Audio Search Engine: Implementation Guide
Semantic search over audio content transcriptions
Audio Search Engine: Implementation Guide
Semantic search over audio content transcriptions
Audio Search Engine: Implementation Guide Overview Semantic search over audio content transcriptions. This guide provides complete, production-ready implementation. Key Concepts Understanding audio search engine: implementation guide requires: 1
Audio Search Engine: Implementation Guide
Overview
Semantic search over audio content transcriptions. This guide provides complete, production-ready implementation.
Key Concepts
Understanding audio search engine: implementation guide requires:
Setup
bash
pip install openai openai python-dotenv pydantic fastapi
export OPENAI_API_KEY="sk-..."
Implementation
python
from openai import OpenAI
from pydantic import BaseModel
from typing import Optional, Any
import jsonclient = OpenAI()
class Config(BaseModel):
model: str = "gpt-4o-mini"
temperature: float = 0.3
max_tokens: int = 2000
class AudioSearchEngineImplementationGuide(object):
"""
Audio Search Engine: Implementation Guide
Semantic search over audio content transcriptions
Tags: audio, speech, voice, openai
"""
def __init__(self, config: Optional[Config] = None):
self.config = config or Config()
self.client = OpenAI()
self.context = {}
def process(self, query: str, **kwargs) -> dict:
"""Main processing method."""
system_msg = f"""You are an expert in {category.replace(/-/g,' ')},
specializing in {tags[0].replace(/-/g,' ')}.

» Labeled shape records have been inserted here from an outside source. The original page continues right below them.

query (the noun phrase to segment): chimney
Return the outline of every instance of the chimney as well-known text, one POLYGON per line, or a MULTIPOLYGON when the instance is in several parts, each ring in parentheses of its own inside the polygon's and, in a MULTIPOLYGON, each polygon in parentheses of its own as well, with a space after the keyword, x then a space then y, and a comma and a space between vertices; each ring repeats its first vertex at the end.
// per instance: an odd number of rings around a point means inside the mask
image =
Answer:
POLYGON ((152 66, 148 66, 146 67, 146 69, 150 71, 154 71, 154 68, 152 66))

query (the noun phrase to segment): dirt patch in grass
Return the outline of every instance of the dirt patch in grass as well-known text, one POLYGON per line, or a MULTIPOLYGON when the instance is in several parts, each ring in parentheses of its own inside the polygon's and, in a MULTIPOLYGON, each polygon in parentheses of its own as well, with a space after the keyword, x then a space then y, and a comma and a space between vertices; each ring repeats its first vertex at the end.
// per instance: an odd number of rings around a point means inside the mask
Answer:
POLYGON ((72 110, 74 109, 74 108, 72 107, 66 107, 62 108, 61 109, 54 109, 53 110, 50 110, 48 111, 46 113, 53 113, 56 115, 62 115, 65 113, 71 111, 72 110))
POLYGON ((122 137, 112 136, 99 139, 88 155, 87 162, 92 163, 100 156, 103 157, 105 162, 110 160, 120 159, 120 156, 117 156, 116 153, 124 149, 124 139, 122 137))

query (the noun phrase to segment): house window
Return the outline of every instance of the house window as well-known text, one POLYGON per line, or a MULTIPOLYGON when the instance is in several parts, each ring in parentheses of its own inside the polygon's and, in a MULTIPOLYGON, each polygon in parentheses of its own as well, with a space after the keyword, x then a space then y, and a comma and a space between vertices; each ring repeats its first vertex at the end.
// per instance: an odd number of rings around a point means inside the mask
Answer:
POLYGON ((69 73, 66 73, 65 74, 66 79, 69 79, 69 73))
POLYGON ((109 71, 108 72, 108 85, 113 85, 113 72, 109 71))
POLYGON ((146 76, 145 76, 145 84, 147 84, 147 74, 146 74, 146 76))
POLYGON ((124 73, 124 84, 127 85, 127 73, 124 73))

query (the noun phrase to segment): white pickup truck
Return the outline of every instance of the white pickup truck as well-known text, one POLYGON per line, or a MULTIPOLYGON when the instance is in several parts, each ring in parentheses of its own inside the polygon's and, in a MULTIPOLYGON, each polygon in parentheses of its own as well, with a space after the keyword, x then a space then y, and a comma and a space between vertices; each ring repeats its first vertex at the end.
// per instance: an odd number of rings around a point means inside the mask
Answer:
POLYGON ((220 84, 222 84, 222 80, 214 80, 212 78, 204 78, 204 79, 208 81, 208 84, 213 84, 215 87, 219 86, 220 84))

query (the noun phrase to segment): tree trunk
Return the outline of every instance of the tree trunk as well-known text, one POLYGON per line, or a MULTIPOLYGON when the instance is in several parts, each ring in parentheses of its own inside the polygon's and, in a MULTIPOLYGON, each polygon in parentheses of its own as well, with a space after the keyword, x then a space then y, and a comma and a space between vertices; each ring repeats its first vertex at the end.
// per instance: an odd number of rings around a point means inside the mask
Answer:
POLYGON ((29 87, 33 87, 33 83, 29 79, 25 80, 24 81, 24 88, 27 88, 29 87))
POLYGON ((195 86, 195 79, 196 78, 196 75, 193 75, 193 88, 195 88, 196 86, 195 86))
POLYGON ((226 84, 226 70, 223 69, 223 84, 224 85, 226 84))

Be precise, practical, and production-focused.
Topic context: {title}"""
response = self.client.chat.completions.create(
model=self.config.model,
messages=[
{"role": "system", "content": system_msg},
{"role": "user", "content": query}
],
temperature=self.config.temperature,
max_tokens=self.config.max_tokens
)
return {
"output": response.choices[0].message.content,
"tokens": response.usage.total_tokens,
"model": self.config.model
}
def analyze(self, content: str, criteria: list[str] = None) -> dict:
"""Analyze content against specific criteria."""
criteria_str = ", ".join(criteria or ["quality", "accuracy", "completeness"])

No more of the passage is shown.